West Yorkshire police questioned 1,500 motorists and searched 3,000 houses, and by March 5th, more than 250 officers and sixty detectives were involved with the search. That amounts to about 10% of the West Yorkshire Police Force’s operational strength, becoming the most extensive police investigation in West Yorkshire since the Yorkshire Ripper case 30 years earlier.
The media maelstrom
A year before, an upper-middle-class missing kid named Madeleine McCann disappeared, and what followed was nothing short of a media explosion. A comparison was drawn between McCann and the lower class Matthews, asserting that Matthews was not as elegant or eloquent as the former, causing less media attention.
In response, The Sun newspaper offered £20,000 for information leading to Shannon’s safe return. By March 10th, it had reached £50,000, Shannon had been missing for twenty days.
Despite being warned against it by the police, Matthews gave an interview, holding a teddy bear to the press, pleading for her daughter’s safe return.
Questions raised
For a woman named Natalie Murray, a neighbor of Matthews, many things started not to add up. She had known the Matthews family for years, and to her, this was not all it seemed.

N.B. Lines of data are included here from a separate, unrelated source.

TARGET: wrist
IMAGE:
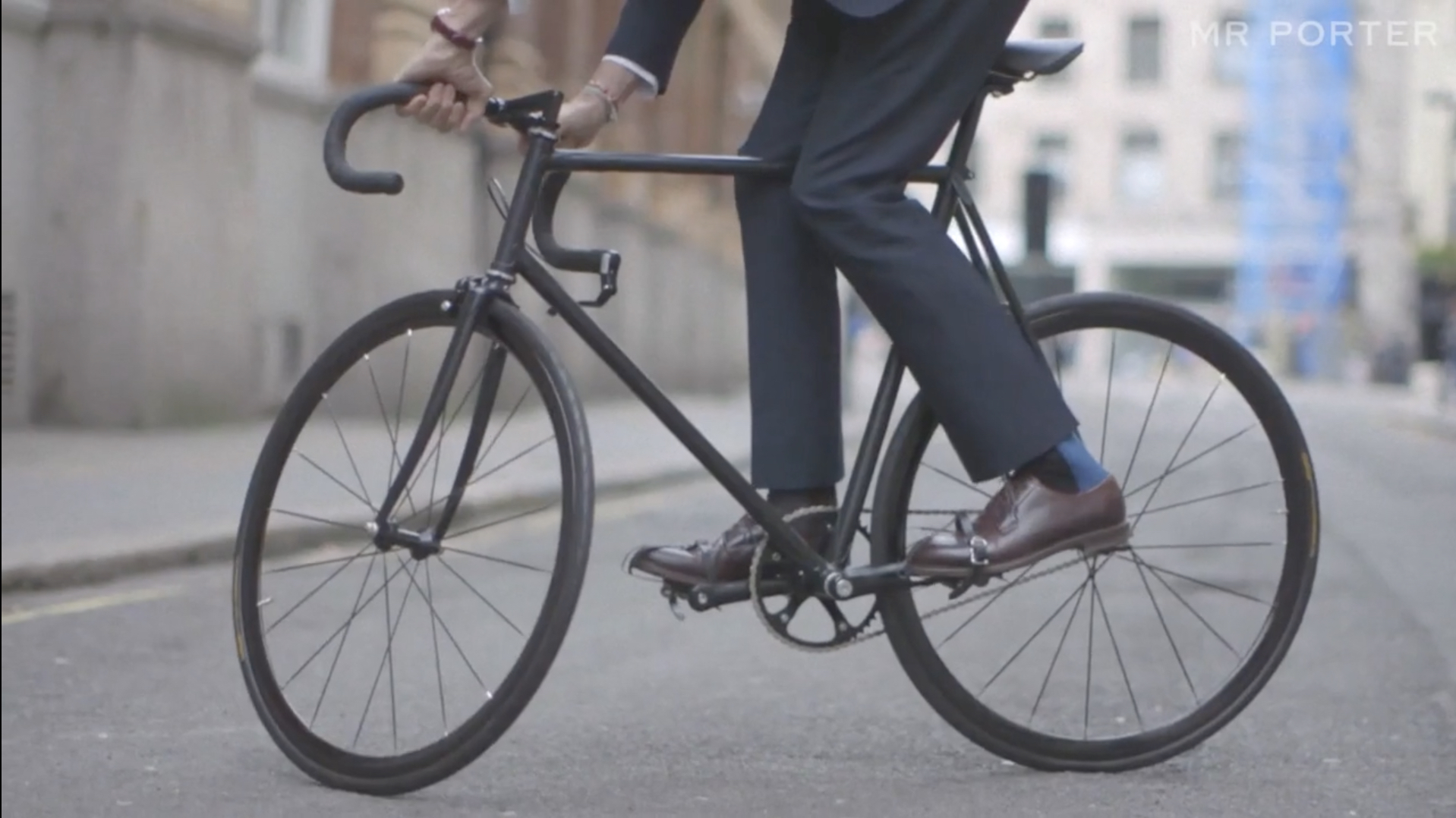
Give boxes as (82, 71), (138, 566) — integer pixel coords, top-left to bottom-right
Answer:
(440, 0), (506, 42)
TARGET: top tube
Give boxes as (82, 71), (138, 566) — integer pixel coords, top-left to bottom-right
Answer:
(546, 150), (950, 182)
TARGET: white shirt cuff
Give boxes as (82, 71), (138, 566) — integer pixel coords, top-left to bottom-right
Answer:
(601, 54), (658, 96)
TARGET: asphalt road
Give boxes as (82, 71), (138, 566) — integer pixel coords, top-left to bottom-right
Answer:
(3, 378), (1456, 818)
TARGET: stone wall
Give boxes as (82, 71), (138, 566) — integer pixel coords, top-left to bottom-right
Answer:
(3, 0), (774, 428)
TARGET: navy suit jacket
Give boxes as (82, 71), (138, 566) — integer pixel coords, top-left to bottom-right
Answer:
(607, 0), (904, 93)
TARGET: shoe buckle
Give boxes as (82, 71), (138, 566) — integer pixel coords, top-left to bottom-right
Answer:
(971, 536), (991, 568)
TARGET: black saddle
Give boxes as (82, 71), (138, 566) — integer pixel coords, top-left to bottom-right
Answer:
(991, 39), (1083, 80)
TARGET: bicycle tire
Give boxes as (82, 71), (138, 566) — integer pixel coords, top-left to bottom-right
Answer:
(233, 291), (594, 794)
(872, 293), (1319, 773)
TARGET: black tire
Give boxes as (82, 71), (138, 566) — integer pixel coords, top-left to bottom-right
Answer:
(233, 291), (594, 794)
(872, 293), (1319, 773)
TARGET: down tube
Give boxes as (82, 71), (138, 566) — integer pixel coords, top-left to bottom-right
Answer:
(518, 253), (830, 568)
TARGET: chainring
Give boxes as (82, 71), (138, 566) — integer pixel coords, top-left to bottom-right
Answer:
(748, 508), (1085, 653)
(748, 507), (879, 653)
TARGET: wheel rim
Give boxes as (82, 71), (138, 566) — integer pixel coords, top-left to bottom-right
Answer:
(873, 298), (1318, 763)
(238, 301), (574, 776)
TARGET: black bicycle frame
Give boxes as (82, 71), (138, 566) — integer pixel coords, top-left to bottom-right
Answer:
(325, 76), (1035, 607)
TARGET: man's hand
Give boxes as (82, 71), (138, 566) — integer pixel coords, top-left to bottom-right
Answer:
(395, 0), (506, 133)
(396, 35), (492, 133)
(556, 93), (612, 149)
(522, 61), (644, 150)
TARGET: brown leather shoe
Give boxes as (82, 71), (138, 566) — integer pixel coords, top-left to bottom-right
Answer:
(906, 474), (1131, 578)
(626, 511), (836, 585)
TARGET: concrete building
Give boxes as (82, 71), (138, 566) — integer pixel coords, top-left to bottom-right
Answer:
(0, 0), (776, 426)
(931, 0), (1456, 375)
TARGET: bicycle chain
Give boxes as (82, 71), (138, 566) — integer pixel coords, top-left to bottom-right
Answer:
(748, 505), (1083, 653)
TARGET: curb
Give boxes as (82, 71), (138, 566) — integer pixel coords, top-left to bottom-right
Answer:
(0, 455), (748, 594)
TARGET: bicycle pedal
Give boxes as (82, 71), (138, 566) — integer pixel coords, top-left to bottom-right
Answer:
(661, 582), (687, 621)
(950, 568), (996, 601)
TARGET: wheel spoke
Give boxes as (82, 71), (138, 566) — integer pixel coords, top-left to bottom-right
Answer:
(323, 392), (374, 508)
(1117, 550), (1271, 606)
(1092, 573), (1143, 729)
(977, 579), (1088, 696)
(1026, 575), (1091, 726)
(440, 556), (525, 634)
(409, 559), (500, 681)
(920, 461), (991, 499)
(1123, 423), (1258, 499)
(934, 563), (1035, 650)
(1137, 540), (1277, 552)
(364, 351), (415, 512)
(1096, 329), (1117, 463)
(1123, 341), (1174, 486)
(446, 501), (556, 540)
(269, 508), (364, 534)
(1133, 480), (1281, 515)
(425, 559), (450, 732)
(1134, 552), (1239, 656)
(263, 544), (368, 574)
(279, 552), (413, 690)
(263, 543), (374, 633)
(351, 563), (414, 750)
(309, 552), (384, 729)
(293, 448), (379, 511)
(1133, 373), (1228, 531)
(1133, 559), (1202, 707)
(441, 546), (550, 574)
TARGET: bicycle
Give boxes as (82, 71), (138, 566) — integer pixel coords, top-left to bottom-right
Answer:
(233, 41), (1319, 794)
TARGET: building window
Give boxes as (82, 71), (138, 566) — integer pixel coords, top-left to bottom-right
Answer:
(1213, 14), (1250, 86)
(1118, 130), (1163, 204)
(1213, 131), (1243, 201)
(1032, 133), (1072, 203)
(1127, 17), (1163, 83)
(1037, 17), (1076, 84)
(257, 0), (333, 80)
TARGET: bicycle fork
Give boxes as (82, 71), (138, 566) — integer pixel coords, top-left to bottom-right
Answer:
(370, 276), (506, 559)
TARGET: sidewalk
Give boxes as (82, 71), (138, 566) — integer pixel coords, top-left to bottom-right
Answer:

She claimed she thought, from almost the moment the schoolgirl disappeared on February 19th, that something was amiss, elaborating: “Straight away, my gut was telling me something wasn’t right. Karen was carrying on with normal stuff, tidying up the house. It was as if Shannon had just gone to her friends.”
Murray further expressed concern that Matthews was being taken advantage of by her twenty-two-year-old boyfriend, Craig Meehan. She commented, “ Any attention, she lapped it up. She couldn’t see when people were using her and taking advantage. She got talked into a lot of things by people who she thought were her friends.”
After watching the Matthews interview with the press, Murray commented that it felt disingenuous. Matthews called Shannon ‘beautiful princess daughter’ and held a teddy bear. Murray said later Matthews never called Shannon princess, and the teddy bear didn’t belong to her kid.
Good news
On March 14th, detectives received a tip-off from a member of the public to search a flat a mile away from the estate belonging to Michael Donovan, the uncle of Matthews’s boyfriend Meehan. In the flat, they found Shannon concealed under a bed, drugged & frightened but alive.
Shannon was placed under police protection and cared for by the local Social Services Department for seventy-two hours. On March 15th, the police reported that Shannon had begun to recover after her ordeal. Once recovered, officers questioned her to establish what had happened. The questioning, which lasted for weeks, took place in ten-minute actions at a special children’s suite resembling a classroom.
Twisted turn
Murray, along with the family’s police liaison officer, sat with Matthews in the officer’s car and further questioned her about what happened. Matthew’s eventually confessed that she, Meehan, and Donovan had orchestrated the disappearance and planned to split the £50,000 reward.
Two days later, on April 8th, Matthews was charged with perverting the course of justice and child neglect. Donovan had already appeared in court charged with kidnapping and false imprisonment. During questioning, Matthews blamed Donovan and painted herself as the “fall guy”.
Later, they were each jailed for eight years.
Unexpected hero
Murray, who has since moved away, remained skeptical that the pair acted alone, reporting she had seen a couple coming in & out of the Matthews home when her daughter was missing. DS Andy Brennan agreed, saying, “I have my theories.”
The police credit Murray with the successful end to bringing the nine-year-old home safely. One officer stated: “she is the best detective that didn’t join the force that I’ve ever met. She knew Karen before this, and how she behaved, so she was the key to solving the case.”